Oligark sözcüğü doğrudan zenginlikle değil, zenginliğin siyasal güçle iç içe geçmesiyle ile ilgili bir kavramdır. Özellikle Sovyetler Birliği çöktükten sonra (1990’lar başları) Rusya’da devletin elinde olan devasa sanayi, enerji ve doğal kaynak varlıkları çok az sayıda insanın eline geçti. Bu kişiler devletle çok yakın ilişki kurarak düşük bedellerle bu varlıklara özelleştirme sırasında sahip oldular.(Abramoviç, Berezovski vb). Yani zenginliklerinin kaynağı piyasadaki başarı değil, devlet ile kurdukları ayrıcalıklı ilişkilerdi. Bu yüzden Batı medyası onları özellikle ‘oligark’ diye ayırdı.
Diğer ülkelerdeki zenginler(örneğin ABD’ndeki Musk, Bezos gibi) genellikle serbest piyasa içindeki girişimcilik, inovasyon ya da yatırım yoluyla zenginleştikleri için onlara ‘Oligark’ denilmiyor. Ama işin doğrusu bazı Latin Amerika veya eski Doğu Bloku ülkelerinde benzer ilişkilerle zenginleşenlere de ‘Oligark’ denilebilecek durumlar var(sadece kavram Rusya ile özdeşleştiği için çok kullanılmıyor).
Oligark kelimesi Yunanca ‘oligos’-az ve ‘arkhein’-yönetmek kelimelerinden türetilmiş. Kelime anlamı ‘az sayıda kişinin yönetimi’ demek. Tarihsel olarak ilk kez Antik Yunan’da kullanılmış, Atina’da demokrasi öncesi dönemde şehir devletlerini birkaç soylu aile yönetirdi, buna ‘oligarşi’ denirdi. İktidar, halk’a değil küçük bir zümreye aittir.
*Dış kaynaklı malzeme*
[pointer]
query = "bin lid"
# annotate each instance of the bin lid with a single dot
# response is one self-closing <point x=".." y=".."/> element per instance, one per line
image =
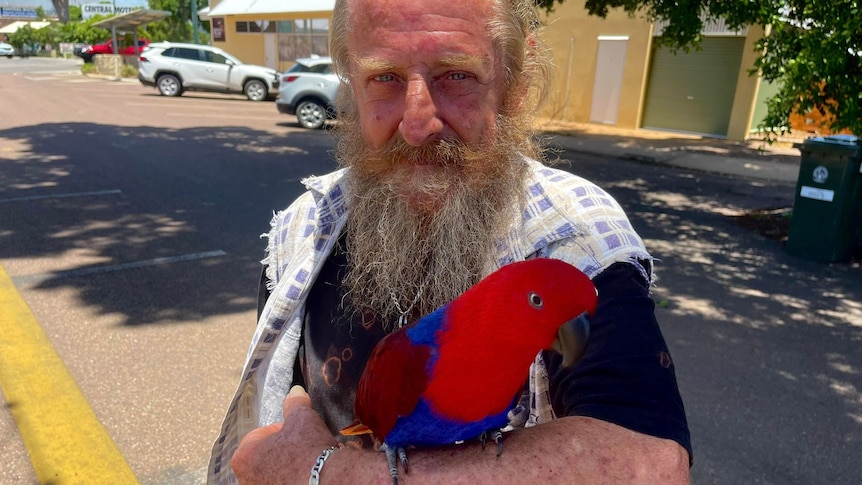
<point x="842" y="139"/>
<point x="846" y="145"/>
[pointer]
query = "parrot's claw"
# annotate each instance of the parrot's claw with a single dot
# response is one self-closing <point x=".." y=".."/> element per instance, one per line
<point x="498" y="438"/>
<point x="391" y="454"/>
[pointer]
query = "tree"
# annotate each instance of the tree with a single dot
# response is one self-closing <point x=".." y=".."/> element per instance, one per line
<point x="812" y="49"/>
<point x="177" y="27"/>
<point x="62" y="9"/>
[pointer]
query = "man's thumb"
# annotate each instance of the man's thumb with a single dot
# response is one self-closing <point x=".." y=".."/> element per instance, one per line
<point x="296" y="397"/>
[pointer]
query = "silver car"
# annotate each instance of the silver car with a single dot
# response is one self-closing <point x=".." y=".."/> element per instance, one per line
<point x="174" y="67"/>
<point x="308" y="91"/>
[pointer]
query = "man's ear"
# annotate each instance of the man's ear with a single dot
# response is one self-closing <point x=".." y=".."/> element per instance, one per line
<point x="519" y="91"/>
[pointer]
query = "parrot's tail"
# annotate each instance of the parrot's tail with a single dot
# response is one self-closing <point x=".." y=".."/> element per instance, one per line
<point x="355" y="428"/>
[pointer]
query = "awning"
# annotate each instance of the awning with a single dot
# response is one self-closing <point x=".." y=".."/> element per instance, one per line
<point x="129" y="22"/>
<point x="264" y="7"/>
<point x="14" y="26"/>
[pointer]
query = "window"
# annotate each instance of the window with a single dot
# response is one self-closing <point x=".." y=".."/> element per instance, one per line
<point x="302" y="38"/>
<point x="215" y="58"/>
<point x="183" y="53"/>
<point x="257" y="27"/>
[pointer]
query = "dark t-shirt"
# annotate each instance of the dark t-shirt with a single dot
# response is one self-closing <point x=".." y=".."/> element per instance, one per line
<point x="626" y="376"/>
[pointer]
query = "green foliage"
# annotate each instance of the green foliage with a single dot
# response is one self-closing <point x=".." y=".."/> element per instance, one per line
<point x="24" y="39"/>
<point x="812" y="48"/>
<point x="177" y="27"/>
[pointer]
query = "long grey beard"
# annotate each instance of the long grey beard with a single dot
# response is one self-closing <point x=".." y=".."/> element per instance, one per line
<point x="404" y="263"/>
<point x="408" y="260"/>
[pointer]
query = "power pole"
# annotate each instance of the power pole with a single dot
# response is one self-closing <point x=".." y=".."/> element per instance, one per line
<point x="195" y="21"/>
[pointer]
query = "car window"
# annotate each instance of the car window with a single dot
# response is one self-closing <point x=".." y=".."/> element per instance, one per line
<point x="183" y="53"/>
<point x="322" y="68"/>
<point x="318" y="68"/>
<point x="215" y="57"/>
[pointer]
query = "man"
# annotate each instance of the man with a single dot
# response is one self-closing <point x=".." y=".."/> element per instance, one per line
<point x="437" y="192"/>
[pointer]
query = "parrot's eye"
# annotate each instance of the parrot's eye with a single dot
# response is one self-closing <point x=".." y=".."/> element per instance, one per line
<point x="535" y="300"/>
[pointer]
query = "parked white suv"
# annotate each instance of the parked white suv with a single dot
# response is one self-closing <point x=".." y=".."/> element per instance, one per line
<point x="173" y="68"/>
<point x="308" y="90"/>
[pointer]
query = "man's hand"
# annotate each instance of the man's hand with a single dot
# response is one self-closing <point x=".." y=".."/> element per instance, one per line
<point x="283" y="453"/>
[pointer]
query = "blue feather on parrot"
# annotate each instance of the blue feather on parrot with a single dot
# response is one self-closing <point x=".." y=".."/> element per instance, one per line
<point x="454" y="374"/>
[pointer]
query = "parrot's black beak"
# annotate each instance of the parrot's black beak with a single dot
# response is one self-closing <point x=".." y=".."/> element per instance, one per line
<point x="572" y="338"/>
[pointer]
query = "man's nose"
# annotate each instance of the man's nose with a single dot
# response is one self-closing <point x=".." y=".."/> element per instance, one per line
<point x="421" y="121"/>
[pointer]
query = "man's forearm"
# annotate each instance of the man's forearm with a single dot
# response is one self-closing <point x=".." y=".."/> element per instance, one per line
<point x="565" y="451"/>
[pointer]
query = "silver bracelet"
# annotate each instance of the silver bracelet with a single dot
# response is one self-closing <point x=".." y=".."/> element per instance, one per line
<point x="314" y="479"/>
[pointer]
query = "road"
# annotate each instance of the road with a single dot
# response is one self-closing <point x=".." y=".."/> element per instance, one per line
<point x="129" y="223"/>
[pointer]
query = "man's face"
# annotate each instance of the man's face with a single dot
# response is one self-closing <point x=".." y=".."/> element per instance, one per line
<point x="436" y="175"/>
<point x="424" y="71"/>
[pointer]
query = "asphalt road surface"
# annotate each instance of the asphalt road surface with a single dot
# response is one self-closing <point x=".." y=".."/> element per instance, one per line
<point x="129" y="223"/>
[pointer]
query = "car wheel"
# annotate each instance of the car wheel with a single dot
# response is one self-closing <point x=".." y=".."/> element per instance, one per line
<point x="169" y="85"/>
<point x="311" y="114"/>
<point x="255" y="90"/>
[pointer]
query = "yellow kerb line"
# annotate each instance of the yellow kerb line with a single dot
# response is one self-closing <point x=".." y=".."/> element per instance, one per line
<point x="66" y="442"/>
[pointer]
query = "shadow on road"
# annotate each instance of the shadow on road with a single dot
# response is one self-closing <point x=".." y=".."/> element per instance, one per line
<point x="156" y="225"/>
<point x="768" y="346"/>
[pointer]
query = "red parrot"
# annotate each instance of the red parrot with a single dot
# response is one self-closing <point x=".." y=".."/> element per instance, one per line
<point x="455" y="373"/>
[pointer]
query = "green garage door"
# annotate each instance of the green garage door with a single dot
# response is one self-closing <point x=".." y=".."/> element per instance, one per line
<point x="693" y="91"/>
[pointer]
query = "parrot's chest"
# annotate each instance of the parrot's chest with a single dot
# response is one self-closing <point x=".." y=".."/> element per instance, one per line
<point x="425" y="427"/>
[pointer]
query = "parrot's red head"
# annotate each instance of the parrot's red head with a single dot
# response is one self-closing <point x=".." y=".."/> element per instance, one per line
<point x="502" y="323"/>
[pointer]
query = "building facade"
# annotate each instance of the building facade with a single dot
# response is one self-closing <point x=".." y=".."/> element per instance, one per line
<point x="607" y="71"/>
Bu kavram zamanla biraz genişledi sadece siyasi iktidarı değil ekonomik iktidarı da elinde tutan küçük gurupları tarif etmek için kullanılmaya başlandı.
Modern çağda ‘ekonomik+siyasi güç’ birleşimi var ise ‘oligarşi’ kavramı gündeme geliyor. Bu yüzden oligarklar, sadece çok zengin oldukları için değil, aynı zamanda siyaseti etkileyebildikleri için bu ad ile anılıyorlar. Milyarder, servet büyüklüğüyle ilgili bir tanım iken Oligark hem servet, hem de devlet gücü üzerindeki etkisi nedeniyle kullanılan bir siyasi tanım.
Peki ABD’de ve AB’de milyarderler politikayı etkilemiyorlar mı? Evet etkiliyorlar ve tam da bu yüzden işin rengi biraz gri. Batı demokrasilerinde hayli zamandır kurumsal bazda sürdürülen ve seçim kampanyalarında siyaseti etkileyen ‘lobytokrasi’nin varlığı zaman içinde milyarderler listesi için de esin kaynağı oldu. Önce Gates, Soros gibi sivil toplum kuruluşları ile daha sonra Musk, Bezos, Zuckerberg gibi isimler siyasi kampanyalarda etkinliklerde bulunurken, servetlerini rekabetçi piyasalarda yaratmış olmanın gücünü kullanabildiler. Bilindiği kadarı ile kamusal özelleştirmeler ya da doğrudan devlet ayrıcalığından zenginleşmediler.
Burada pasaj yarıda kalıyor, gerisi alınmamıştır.